The first thing I’ll say is that In The Willows is amazing. I wasn’t sure what to expect from ‘Hamilton meets the Wind in the Willows’ and ‘elements of British Sign Language integrated with Hip Hop choreography’ but it all sounded a bit CBBC and worthy there was a little lack of enthusiasm on my part. In fact my normal theatre buddy turned this one down because she thought it might ruin one of her favourite books for her. Well, she’s an idiot.
The person I took with me instead is a theatre professional with many, many years of experience and a hypercritical eye for anything that could be improved. It’s an interesting contrast because I’m a theatre novice still, so while I was vaguely conscious that my attention wasn’t always drawn to the person singing in the way I’d expect, she was very aware that there was an issue with the follow spot and that the lighting wasn’t being used to it’s full potential. As I said though, she was watching with the eye of someone who has spent many years assessing and perfecting productions and she also said that this was a very good show and she thoroughly enjoyed it.
It’s a family show, aimed at 6 years and upwards, so the storyline and language isn’t complicated but the story is told beautifully in a mix of speech, rap and more traditional musical-style songs. Notably though, there is not only a BSL interpreter at the side of the stage throughout, but at times she is silent and unlit while the BSL is seamlessly integrated into the script. Sometimes this is as part of the dances, but more importantly it’s also there in Otter who only speaks in BSL and Mole who learns to sign and then finds that she can say the things that she just can’t express in the spoken word though signing.

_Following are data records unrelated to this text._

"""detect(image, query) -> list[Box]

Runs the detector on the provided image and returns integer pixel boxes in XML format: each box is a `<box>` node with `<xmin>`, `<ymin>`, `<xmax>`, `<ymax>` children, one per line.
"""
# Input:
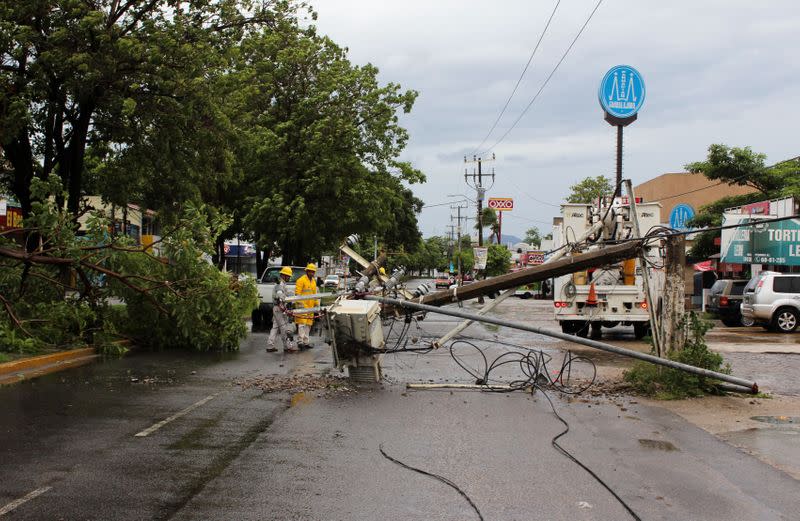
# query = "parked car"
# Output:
<box><xmin>742</xmin><ymin>271</ymin><xmax>800</xmax><ymax>333</ymax></box>
<box><xmin>322</xmin><ymin>275</ymin><xmax>341</xmax><ymax>289</ymax></box>
<box><xmin>706</xmin><ymin>279</ymin><xmax>754</xmax><ymax>327</ymax></box>
<box><xmin>433</xmin><ymin>275</ymin><xmax>456</xmax><ymax>288</ymax></box>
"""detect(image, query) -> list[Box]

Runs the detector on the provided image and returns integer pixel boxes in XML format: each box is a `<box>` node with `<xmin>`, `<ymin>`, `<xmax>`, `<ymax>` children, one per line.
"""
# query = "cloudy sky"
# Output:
<box><xmin>313</xmin><ymin>0</ymin><xmax>800</xmax><ymax>237</ymax></box>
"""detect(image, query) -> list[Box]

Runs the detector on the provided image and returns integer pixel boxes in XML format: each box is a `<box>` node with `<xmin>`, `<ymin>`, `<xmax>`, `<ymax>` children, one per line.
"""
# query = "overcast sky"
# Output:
<box><xmin>313</xmin><ymin>0</ymin><xmax>800</xmax><ymax>237</ymax></box>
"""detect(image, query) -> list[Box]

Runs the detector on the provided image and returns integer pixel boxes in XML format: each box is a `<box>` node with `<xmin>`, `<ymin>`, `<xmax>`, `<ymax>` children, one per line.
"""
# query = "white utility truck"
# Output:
<box><xmin>553</xmin><ymin>197</ymin><xmax>664</xmax><ymax>338</ymax></box>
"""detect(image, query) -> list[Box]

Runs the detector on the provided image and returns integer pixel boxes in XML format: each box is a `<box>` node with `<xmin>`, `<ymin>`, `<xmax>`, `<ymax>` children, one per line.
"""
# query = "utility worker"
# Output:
<box><xmin>294</xmin><ymin>262</ymin><xmax>319</xmax><ymax>349</ymax></box>
<box><xmin>267</xmin><ymin>266</ymin><xmax>299</xmax><ymax>353</ymax></box>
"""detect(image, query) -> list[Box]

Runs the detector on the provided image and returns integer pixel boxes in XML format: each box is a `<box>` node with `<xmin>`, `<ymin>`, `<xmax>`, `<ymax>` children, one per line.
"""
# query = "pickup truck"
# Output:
<box><xmin>251</xmin><ymin>266</ymin><xmax>306</xmax><ymax>331</ymax></box>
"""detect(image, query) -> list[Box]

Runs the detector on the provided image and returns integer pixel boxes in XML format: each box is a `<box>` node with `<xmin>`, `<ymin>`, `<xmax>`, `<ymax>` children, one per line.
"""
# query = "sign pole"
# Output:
<box><xmin>597</xmin><ymin>65</ymin><xmax>646</xmax><ymax>197</ymax></box>
<box><xmin>614</xmin><ymin>125</ymin><xmax>624</xmax><ymax>197</ymax></box>
<box><xmin>497</xmin><ymin>212</ymin><xmax>503</xmax><ymax>244</ymax></box>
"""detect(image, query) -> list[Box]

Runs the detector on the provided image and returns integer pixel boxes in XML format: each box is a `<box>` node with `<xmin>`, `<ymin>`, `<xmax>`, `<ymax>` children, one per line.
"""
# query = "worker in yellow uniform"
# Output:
<box><xmin>294</xmin><ymin>263</ymin><xmax>319</xmax><ymax>349</ymax></box>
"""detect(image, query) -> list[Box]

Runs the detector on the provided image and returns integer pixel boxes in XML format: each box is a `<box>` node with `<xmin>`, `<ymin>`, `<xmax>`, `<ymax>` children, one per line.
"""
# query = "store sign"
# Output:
<box><xmin>720</xmin><ymin>213</ymin><xmax>800</xmax><ymax>266</ymax></box>
<box><xmin>597</xmin><ymin>65</ymin><xmax>645</xmax><ymax>119</ymax></box>
<box><xmin>669</xmin><ymin>203</ymin><xmax>694</xmax><ymax>231</ymax></box>
<box><xmin>487</xmin><ymin>197</ymin><xmax>514</xmax><ymax>212</ymax></box>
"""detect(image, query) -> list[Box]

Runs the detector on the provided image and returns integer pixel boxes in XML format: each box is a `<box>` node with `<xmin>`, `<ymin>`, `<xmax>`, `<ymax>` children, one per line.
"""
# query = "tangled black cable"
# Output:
<box><xmin>378</xmin><ymin>444</ymin><xmax>484</xmax><ymax>521</ymax></box>
<box><xmin>536</xmin><ymin>385</ymin><xmax>642</xmax><ymax>521</ymax></box>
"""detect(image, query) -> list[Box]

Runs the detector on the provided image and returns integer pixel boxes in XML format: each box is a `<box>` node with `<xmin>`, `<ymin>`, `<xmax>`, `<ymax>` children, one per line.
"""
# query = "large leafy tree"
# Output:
<box><xmin>236</xmin><ymin>27</ymin><xmax>424</xmax><ymax>262</ymax></box>
<box><xmin>525</xmin><ymin>226</ymin><xmax>542</xmax><ymax>248</ymax></box>
<box><xmin>0</xmin><ymin>0</ymin><xmax>289</xmax><ymax>215</ymax></box>
<box><xmin>567</xmin><ymin>175</ymin><xmax>614</xmax><ymax>203</ymax></box>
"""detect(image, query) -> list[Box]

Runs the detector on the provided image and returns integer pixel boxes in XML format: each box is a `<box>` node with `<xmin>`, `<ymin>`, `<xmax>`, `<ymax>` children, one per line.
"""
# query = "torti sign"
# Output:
<box><xmin>487</xmin><ymin>197</ymin><xmax>514</xmax><ymax>212</ymax></box>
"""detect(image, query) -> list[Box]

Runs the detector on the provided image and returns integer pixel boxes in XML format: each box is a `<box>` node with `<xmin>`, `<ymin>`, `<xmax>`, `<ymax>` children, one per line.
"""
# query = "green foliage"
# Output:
<box><xmin>486</xmin><ymin>244</ymin><xmax>511</xmax><ymax>277</ymax></box>
<box><xmin>524</xmin><ymin>226</ymin><xmax>542</xmax><ymax>248</ymax></box>
<box><xmin>0</xmin><ymin>184</ymin><xmax>257</xmax><ymax>352</ymax></box>
<box><xmin>567</xmin><ymin>175</ymin><xmax>614</xmax><ymax>203</ymax></box>
<box><xmin>625</xmin><ymin>312</ymin><xmax>731</xmax><ymax>400</ymax></box>
<box><xmin>685</xmin><ymin>144</ymin><xmax>800</xmax><ymax>262</ymax></box>
<box><xmin>685</xmin><ymin>144</ymin><xmax>782</xmax><ymax>194</ymax></box>
<box><xmin>234</xmin><ymin>27</ymin><xmax>425</xmax><ymax>262</ymax></box>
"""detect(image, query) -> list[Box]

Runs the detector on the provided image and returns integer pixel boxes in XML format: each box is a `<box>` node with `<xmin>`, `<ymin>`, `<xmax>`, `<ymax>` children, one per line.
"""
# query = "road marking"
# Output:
<box><xmin>134</xmin><ymin>391</ymin><xmax>222</xmax><ymax>438</ymax></box>
<box><xmin>0</xmin><ymin>487</ymin><xmax>53</xmax><ymax>516</ymax></box>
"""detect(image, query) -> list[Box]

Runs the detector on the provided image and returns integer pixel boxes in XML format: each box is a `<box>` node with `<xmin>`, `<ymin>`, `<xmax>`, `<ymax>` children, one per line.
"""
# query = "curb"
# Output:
<box><xmin>0</xmin><ymin>347</ymin><xmax>100</xmax><ymax>385</ymax></box>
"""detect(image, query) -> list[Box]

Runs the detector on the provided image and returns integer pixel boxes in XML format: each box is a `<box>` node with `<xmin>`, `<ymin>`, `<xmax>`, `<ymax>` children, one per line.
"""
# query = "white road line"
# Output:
<box><xmin>134</xmin><ymin>391</ymin><xmax>222</xmax><ymax>437</ymax></box>
<box><xmin>0</xmin><ymin>487</ymin><xmax>53</xmax><ymax>516</ymax></box>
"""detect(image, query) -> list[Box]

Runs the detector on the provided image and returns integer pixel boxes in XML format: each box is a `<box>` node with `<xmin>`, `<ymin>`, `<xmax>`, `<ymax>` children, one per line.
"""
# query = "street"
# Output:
<box><xmin>0</xmin><ymin>290</ymin><xmax>800</xmax><ymax>520</ymax></box>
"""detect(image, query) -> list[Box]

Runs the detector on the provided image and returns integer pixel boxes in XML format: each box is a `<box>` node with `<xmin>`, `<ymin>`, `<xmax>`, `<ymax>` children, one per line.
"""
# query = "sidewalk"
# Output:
<box><xmin>0</xmin><ymin>347</ymin><xmax>100</xmax><ymax>385</ymax></box>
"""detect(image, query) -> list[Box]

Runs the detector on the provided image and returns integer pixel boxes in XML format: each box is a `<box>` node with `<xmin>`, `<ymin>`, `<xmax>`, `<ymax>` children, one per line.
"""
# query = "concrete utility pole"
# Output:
<box><xmin>662</xmin><ymin>235</ymin><xmax>686</xmax><ymax>353</ymax></box>
<box><xmin>625</xmin><ymin>179</ymin><xmax>664</xmax><ymax>358</ymax></box>
<box><xmin>464</xmin><ymin>153</ymin><xmax>495</xmax><ymax>304</ymax></box>
<box><xmin>450</xmin><ymin>204</ymin><xmax>466</xmax><ymax>280</ymax></box>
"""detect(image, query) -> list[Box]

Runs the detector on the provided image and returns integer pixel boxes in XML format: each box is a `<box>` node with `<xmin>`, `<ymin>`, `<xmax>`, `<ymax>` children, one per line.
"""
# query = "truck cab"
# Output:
<box><xmin>553</xmin><ymin>198</ymin><xmax>664</xmax><ymax>339</ymax></box>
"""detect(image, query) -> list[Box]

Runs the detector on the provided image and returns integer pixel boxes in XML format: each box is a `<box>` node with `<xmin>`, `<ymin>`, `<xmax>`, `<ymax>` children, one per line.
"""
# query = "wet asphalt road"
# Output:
<box><xmin>0</xmin><ymin>286</ymin><xmax>800</xmax><ymax>521</ymax></box>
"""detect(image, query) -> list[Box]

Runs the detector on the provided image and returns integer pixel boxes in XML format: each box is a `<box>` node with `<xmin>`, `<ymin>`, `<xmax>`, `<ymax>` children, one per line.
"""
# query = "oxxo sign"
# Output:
<box><xmin>487</xmin><ymin>197</ymin><xmax>514</xmax><ymax>212</ymax></box>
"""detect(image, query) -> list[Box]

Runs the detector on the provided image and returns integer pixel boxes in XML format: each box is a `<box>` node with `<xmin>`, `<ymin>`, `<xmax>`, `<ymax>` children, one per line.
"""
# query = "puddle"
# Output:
<box><xmin>639</xmin><ymin>439</ymin><xmax>678</xmax><ymax>452</ymax></box>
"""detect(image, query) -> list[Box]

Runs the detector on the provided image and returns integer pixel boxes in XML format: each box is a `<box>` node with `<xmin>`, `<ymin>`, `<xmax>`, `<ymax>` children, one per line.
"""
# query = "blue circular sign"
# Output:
<box><xmin>669</xmin><ymin>203</ymin><xmax>694</xmax><ymax>230</ymax></box>
<box><xmin>598</xmin><ymin>65</ymin><xmax>645</xmax><ymax>119</ymax></box>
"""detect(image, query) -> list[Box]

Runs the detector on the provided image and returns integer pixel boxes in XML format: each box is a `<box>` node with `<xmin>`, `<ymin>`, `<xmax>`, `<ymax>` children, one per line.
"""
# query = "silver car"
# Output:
<box><xmin>741</xmin><ymin>271</ymin><xmax>800</xmax><ymax>333</ymax></box>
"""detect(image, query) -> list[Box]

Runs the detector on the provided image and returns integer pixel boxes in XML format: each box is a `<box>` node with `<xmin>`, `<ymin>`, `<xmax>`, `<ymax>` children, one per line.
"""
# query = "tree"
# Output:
<box><xmin>232</xmin><ymin>27</ymin><xmax>425</xmax><ymax>262</ymax></box>
<box><xmin>567</xmin><ymin>175</ymin><xmax>614</xmax><ymax>203</ymax></box>
<box><xmin>0</xmin><ymin>179</ymin><xmax>258</xmax><ymax>352</ymax></box>
<box><xmin>685</xmin><ymin>144</ymin><xmax>800</xmax><ymax>262</ymax></box>
<box><xmin>486</xmin><ymin>244</ymin><xmax>511</xmax><ymax>277</ymax></box>
<box><xmin>525</xmin><ymin>226</ymin><xmax>542</xmax><ymax>248</ymax></box>
<box><xmin>0</xmin><ymin>0</ymin><xmax>294</xmax><ymax>216</ymax></box>
<box><xmin>685</xmin><ymin>144</ymin><xmax>783</xmax><ymax>194</ymax></box>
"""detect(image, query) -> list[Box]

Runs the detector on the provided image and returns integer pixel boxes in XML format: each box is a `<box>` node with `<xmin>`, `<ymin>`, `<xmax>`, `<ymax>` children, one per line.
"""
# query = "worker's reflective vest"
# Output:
<box><xmin>294</xmin><ymin>274</ymin><xmax>319</xmax><ymax>326</ymax></box>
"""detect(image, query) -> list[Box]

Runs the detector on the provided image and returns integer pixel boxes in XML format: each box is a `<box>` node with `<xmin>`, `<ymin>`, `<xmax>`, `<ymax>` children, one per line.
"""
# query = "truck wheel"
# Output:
<box><xmin>633</xmin><ymin>322</ymin><xmax>650</xmax><ymax>340</ymax></box>
<box><xmin>772</xmin><ymin>308</ymin><xmax>797</xmax><ymax>333</ymax></box>
<box><xmin>592</xmin><ymin>322</ymin><xmax>603</xmax><ymax>338</ymax></box>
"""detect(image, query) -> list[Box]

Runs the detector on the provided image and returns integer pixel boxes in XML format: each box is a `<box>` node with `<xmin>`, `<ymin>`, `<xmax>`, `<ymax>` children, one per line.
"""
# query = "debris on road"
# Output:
<box><xmin>234</xmin><ymin>375</ymin><xmax>358</xmax><ymax>396</ymax></box>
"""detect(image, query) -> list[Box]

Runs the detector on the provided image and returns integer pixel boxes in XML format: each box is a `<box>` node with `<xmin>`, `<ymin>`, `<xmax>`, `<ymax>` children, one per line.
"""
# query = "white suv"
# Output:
<box><xmin>741</xmin><ymin>271</ymin><xmax>800</xmax><ymax>333</ymax></box>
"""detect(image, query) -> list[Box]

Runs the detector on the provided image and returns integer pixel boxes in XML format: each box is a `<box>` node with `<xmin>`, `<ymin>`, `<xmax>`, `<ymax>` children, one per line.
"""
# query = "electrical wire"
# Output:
<box><xmin>481</xmin><ymin>0</ymin><xmax>603</xmax><ymax>155</ymax></box>
<box><xmin>470</xmin><ymin>0</ymin><xmax>561</xmax><ymax>155</ymax></box>
<box><xmin>536</xmin><ymin>386</ymin><xmax>642</xmax><ymax>521</ymax></box>
<box><xmin>378</xmin><ymin>444</ymin><xmax>484</xmax><ymax>521</ymax></box>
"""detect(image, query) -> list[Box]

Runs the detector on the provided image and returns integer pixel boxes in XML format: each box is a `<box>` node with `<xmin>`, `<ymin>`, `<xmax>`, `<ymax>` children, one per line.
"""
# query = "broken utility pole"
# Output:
<box><xmin>661</xmin><ymin>235</ymin><xmax>686</xmax><ymax>354</ymax></box>
<box><xmin>421</xmin><ymin>241</ymin><xmax>641</xmax><ymax>306</ymax></box>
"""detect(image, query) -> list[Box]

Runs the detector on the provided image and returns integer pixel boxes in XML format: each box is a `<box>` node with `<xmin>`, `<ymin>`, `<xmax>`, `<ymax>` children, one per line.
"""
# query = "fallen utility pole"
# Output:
<box><xmin>365</xmin><ymin>296</ymin><xmax>758</xmax><ymax>394</ymax></box>
<box><xmin>421</xmin><ymin>241</ymin><xmax>641</xmax><ymax>306</ymax></box>
<box><xmin>433</xmin><ymin>219</ymin><xmax>603</xmax><ymax>349</ymax></box>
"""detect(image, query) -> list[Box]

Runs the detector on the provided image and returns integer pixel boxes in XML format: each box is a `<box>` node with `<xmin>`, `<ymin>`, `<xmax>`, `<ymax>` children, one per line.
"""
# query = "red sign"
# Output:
<box><xmin>487</xmin><ymin>197</ymin><xmax>514</xmax><ymax>212</ymax></box>
<box><xmin>525</xmin><ymin>250</ymin><xmax>545</xmax><ymax>266</ymax></box>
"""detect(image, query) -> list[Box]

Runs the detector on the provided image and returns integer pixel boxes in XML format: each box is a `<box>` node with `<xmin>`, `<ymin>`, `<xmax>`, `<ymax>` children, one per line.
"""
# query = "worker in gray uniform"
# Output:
<box><xmin>267</xmin><ymin>266</ymin><xmax>299</xmax><ymax>353</ymax></box>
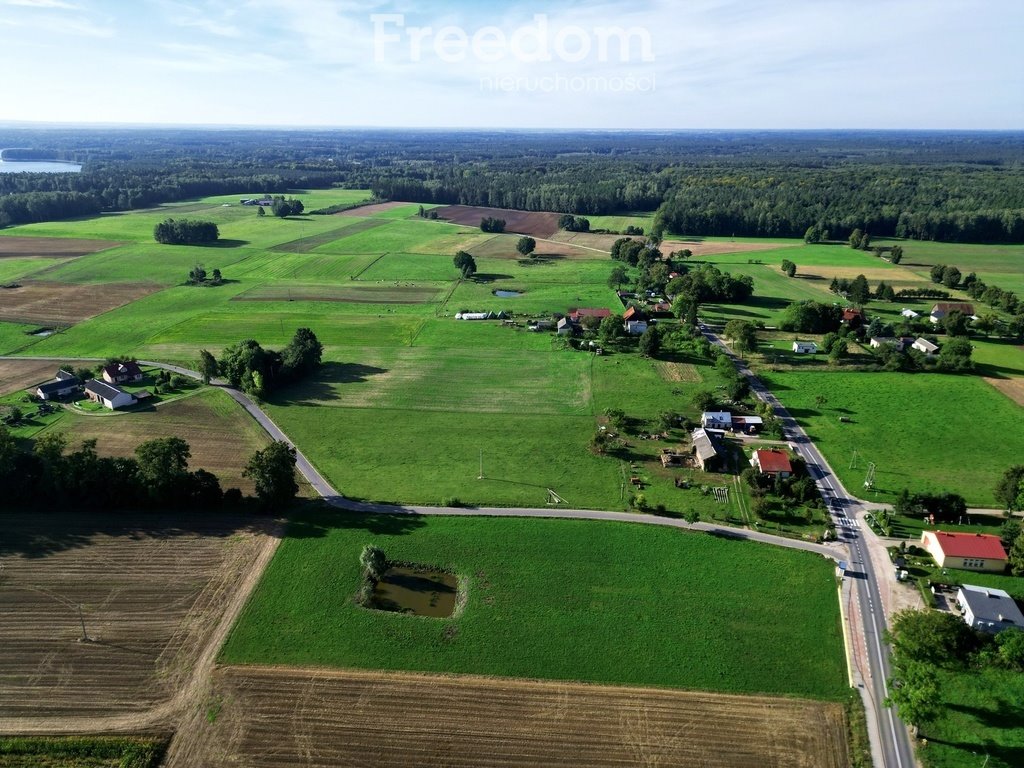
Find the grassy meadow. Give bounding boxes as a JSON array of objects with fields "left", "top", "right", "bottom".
[{"left": 221, "top": 511, "right": 848, "bottom": 699}]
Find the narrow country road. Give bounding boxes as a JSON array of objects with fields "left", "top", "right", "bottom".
[
  {"left": 8, "top": 354, "right": 915, "bottom": 768},
  {"left": 700, "top": 325, "right": 916, "bottom": 768}
]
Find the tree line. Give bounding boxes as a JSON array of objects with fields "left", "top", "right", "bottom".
[{"left": 199, "top": 328, "right": 324, "bottom": 397}]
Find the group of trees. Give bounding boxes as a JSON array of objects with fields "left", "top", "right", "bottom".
[
  {"left": 153, "top": 219, "right": 220, "bottom": 246},
  {"left": 886, "top": 609, "right": 1024, "bottom": 732},
  {"left": 558, "top": 213, "right": 593, "bottom": 234},
  {"left": 185, "top": 264, "right": 224, "bottom": 286},
  {"left": 268, "top": 195, "right": 305, "bottom": 219},
  {"left": 452, "top": 251, "right": 476, "bottom": 280},
  {"left": 480, "top": 216, "right": 507, "bottom": 234},
  {"left": 0, "top": 434, "right": 228, "bottom": 510},
  {"left": 214, "top": 328, "right": 324, "bottom": 397}
]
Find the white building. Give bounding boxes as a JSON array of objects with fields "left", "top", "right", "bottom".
[{"left": 956, "top": 584, "right": 1024, "bottom": 632}]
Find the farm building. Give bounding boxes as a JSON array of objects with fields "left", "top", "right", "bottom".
[
  {"left": 929, "top": 301, "right": 974, "bottom": 325},
  {"left": 85, "top": 379, "right": 135, "bottom": 411},
  {"left": 625, "top": 321, "right": 647, "bottom": 336},
  {"left": 691, "top": 428, "right": 725, "bottom": 472},
  {"left": 569, "top": 307, "right": 611, "bottom": 323},
  {"left": 36, "top": 371, "right": 82, "bottom": 400},
  {"left": 103, "top": 360, "right": 142, "bottom": 384},
  {"left": 842, "top": 306, "right": 864, "bottom": 328},
  {"left": 921, "top": 530, "right": 1007, "bottom": 572},
  {"left": 751, "top": 451, "right": 793, "bottom": 477},
  {"left": 732, "top": 416, "right": 765, "bottom": 434},
  {"left": 956, "top": 584, "right": 1024, "bottom": 633},
  {"left": 700, "top": 411, "right": 732, "bottom": 429}
]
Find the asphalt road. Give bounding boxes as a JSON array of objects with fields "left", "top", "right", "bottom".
[
  {"left": 9, "top": 354, "right": 915, "bottom": 768},
  {"left": 701, "top": 326, "right": 916, "bottom": 768}
]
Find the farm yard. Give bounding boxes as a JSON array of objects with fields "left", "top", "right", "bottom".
[
  {"left": 168, "top": 667, "right": 849, "bottom": 768},
  {"left": 0, "top": 512, "right": 271, "bottom": 733}
]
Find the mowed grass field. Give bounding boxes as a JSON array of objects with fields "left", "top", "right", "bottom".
[
  {"left": 763, "top": 371, "right": 1024, "bottom": 507},
  {"left": 221, "top": 511, "right": 848, "bottom": 700}
]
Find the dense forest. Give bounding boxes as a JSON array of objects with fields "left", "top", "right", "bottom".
[{"left": 0, "top": 129, "right": 1024, "bottom": 242}]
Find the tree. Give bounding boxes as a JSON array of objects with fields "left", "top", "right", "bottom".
[
  {"left": 994, "top": 464, "right": 1024, "bottom": 511},
  {"left": 847, "top": 274, "right": 871, "bottom": 306},
  {"left": 242, "top": 441, "right": 299, "bottom": 509},
  {"left": 640, "top": 326, "right": 662, "bottom": 357},
  {"left": 886, "top": 609, "right": 976, "bottom": 667},
  {"left": 885, "top": 659, "right": 937, "bottom": 728},
  {"left": 724, "top": 319, "right": 758, "bottom": 352},
  {"left": 135, "top": 437, "right": 191, "bottom": 504},
  {"left": 199, "top": 349, "right": 219, "bottom": 384},
  {"left": 452, "top": 251, "right": 476, "bottom": 280},
  {"left": 359, "top": 544, "right": 387, "bottom": 582},
  {"left": 608, "top": 266, "right": 630, "bottom": 290},
  {"left": 515, "top": 238, "right": 537, "bottom": 256},
  {"left": 942, "top": 266, "right": 961, "bottom": 288}
]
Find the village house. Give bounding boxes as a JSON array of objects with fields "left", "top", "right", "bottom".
[
  {"left": 36, "top": 370, "right": 82, "bottom": 400},
  {"left": 956, "top": 584, "right": 1024, "bottom": 633},
  {"left": 691, "top": 428, "right": 725, "bottom": 472},
  {"left": 103, "top": 360, "right": 142, "bottom": 384},
  {"left": 751, "top": 450, "right": 793, "bottom": 478},
  {"left": 929, "top": 301, "right": 974, "bottom": 325},
  {"left": 85, "top": 379, "right": 135, "bottom": 411},
  {"left": 842, "top": 306, "right": 864, "bottom": 329},
  {"left": 921, "top": 530, "right": 1007, "bottom": 572},
  {"left": 700, "top": 411, "right": 732, "bottom": 430}
]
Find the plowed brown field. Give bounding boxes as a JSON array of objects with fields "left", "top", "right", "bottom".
[
  {"left": 0, "top": 237, "right": 121, "bottom": 259},
  {"left": 0, "top": 282, "right": 160, "bottom": 326},
  {"left": 0, "top": 511, "right": 269, "bottom": 733},
  {"left": 435, "top": 206, "right": 558, "bottom": 238},
  {"left": 167, "top": 667, "right": 849, "bottom": 768}
]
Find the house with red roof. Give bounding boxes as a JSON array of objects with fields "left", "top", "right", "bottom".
[
  {"left": 751, "top": 450, "right": 793, "bottom": 477},
  {"left": 569, "top": 306, "right": 611, "bottom": 323},
  {"left": 921, "top": 530, "right": 1007, "bottom": 572}
]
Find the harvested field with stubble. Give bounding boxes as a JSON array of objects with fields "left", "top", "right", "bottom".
[
  {"left": 0, "top": 237, "right": 122, "bottom": 259},
  {"left": 435, "top": 206, "right": 559, "bottom": 238},
  {"left": 0, "top": 512, "right": 275, "bottom": 733},
  {"left": 0, "top": 284, "right": 161, "bottom": 326},
  {"left": 174, "top": 667, "right": 849, "bottom": 768}
]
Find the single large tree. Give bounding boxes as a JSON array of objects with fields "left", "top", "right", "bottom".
[
  {"left": 242, "top": 441, "right": 299, "bottom": 509},
  {"left": 199, "top": 349, "right": 218, "bottom": 384},
  {"left": 724, "top": 319, "right": 758, "bottom": 352}
]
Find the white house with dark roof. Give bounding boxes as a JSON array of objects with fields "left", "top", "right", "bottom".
[
  {"left": 85, "top": 379, "right": 135, "bottom": 411},
  {"left": 36, "top": 370, "right": 82, "bottom": 400},
  {"left": 956, "top": 584, "right": 1024, "bottom": 632}
]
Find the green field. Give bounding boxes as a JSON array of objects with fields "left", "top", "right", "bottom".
[
  {"left": 919, "top": 668, "right": 1024, "bottom": 768},
  {"left": 763, "top": 371, "right": 1024, "bottom": 507},
  {"left": 221, "top": 512, "right": 848, "bottom": 699}
]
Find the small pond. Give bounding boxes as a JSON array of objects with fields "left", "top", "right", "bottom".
[{"left": 370, "top": 566, "right": 459, "bottom": 618}]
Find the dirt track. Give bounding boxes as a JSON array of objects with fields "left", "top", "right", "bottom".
[{"left": 174, "top": 667, "right": 848, "bottom": 768}]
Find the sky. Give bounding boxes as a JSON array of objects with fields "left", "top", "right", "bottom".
[{"left": 0, "top": 0, "right": 1024, "bottom": 130}]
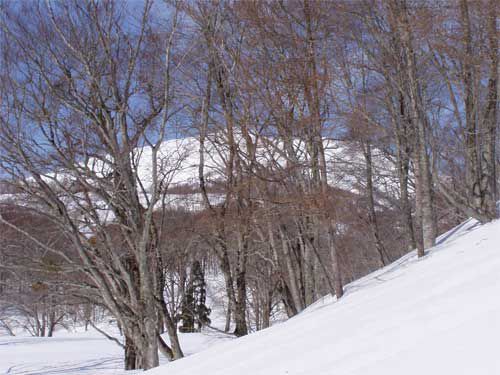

The storyline contains so many familiar themes: Mole (Victoria Boyce) starts at a new school in a very rough area but with an inspirational teacher (Clive Rowe) who has persuaded Rattie (Zara MacIntosh) that she is good enough to get to Oxbridge. Toad (Harry Jardine) is glorious in his shiny sports wear with gold chains, all pelvic thrust and attitude, the child with all of the parental money but none of the love who gets into trouble but with the help of his friends finds his way out again. Duck is the boy who wants to wear dresses and he shines in the final ball in sequins and net. Chief Weasel (Bradley Charles) radiates badness and meanness, but in the end the scared child inside finds his way out as his ex-teacher always hoped it would. Otter (Chris Fonseca) is the thoughtful one, persuading Rattie to listen to Mole, always there for his friends. Abiola Efunshile is restrained as Owl but scarily hard in her role as aspiring Queen of the Weasels, ready to take over from the Chief as soon as opportunity comes. Bitchy and Twitchy Rabbits (Katherine Picar and Treasure Iyamu) are always there, ready to find trouble if it presents itself but more impressionable than bad. All of the cast are great in their roles, the singing is perfect, the dancing impressive and I found myself properly caring about the characters and completely engrossed in the story.
It’s definitely well worth seeing, and I may well go again, this time taking my 13 year old who I am sure would love it.